A bullet saved Bruce Nissley’s life.
The bullet, accidentally discharged from his friend’s rifle, hit the gun wedged under Nissley’s arm. The weapon split apart from the impact, a piece lodging itself in Nissley’s hip.
“If it would have gone the other way, it probably would hit me and killed me right then and there,” said Nissley, now 94.
And if it missed him, he would have joined the rest of his Army battalion as they boarded the ship that would take them to the waters just off Omaha Beach.
Instead, Nissley was taken to the hospital. Two days later, on June 6, 1944, his battalion of machine gunners were among the estimated 130,000 Allied troops who stormed Normandy in an operation now known as D-Day.
Nearly 80 percent of Nissley’s battalion died that day, most killed in the water before they ever made it to shore, he said.
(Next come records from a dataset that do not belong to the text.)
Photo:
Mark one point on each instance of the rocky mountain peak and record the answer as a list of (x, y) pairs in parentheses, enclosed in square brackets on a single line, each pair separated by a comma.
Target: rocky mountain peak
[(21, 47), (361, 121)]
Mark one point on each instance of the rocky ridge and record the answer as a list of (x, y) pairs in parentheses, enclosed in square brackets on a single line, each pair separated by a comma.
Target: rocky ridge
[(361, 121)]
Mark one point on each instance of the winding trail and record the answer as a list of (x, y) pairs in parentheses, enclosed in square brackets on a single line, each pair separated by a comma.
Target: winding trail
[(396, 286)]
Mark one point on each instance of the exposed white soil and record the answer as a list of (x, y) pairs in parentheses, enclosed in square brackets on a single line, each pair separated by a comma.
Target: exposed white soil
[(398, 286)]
After he was discharged, still wearing the same bloodied clothes he entered in, Nissley trekked to France, spending nights sleeping in foxholes and ditches until he reunited with the remaining members of his outfit.
He spent the next year and a half stationed at temporary airfields around Europe, providing protection to Allied air forces. He never saw combat, even when stationed at a German airfield just a short distance from the Battle of the Bulge.
“That’s where God took over,” Nissley said. “If it weren’t for Him, I wouldn’t be here today.”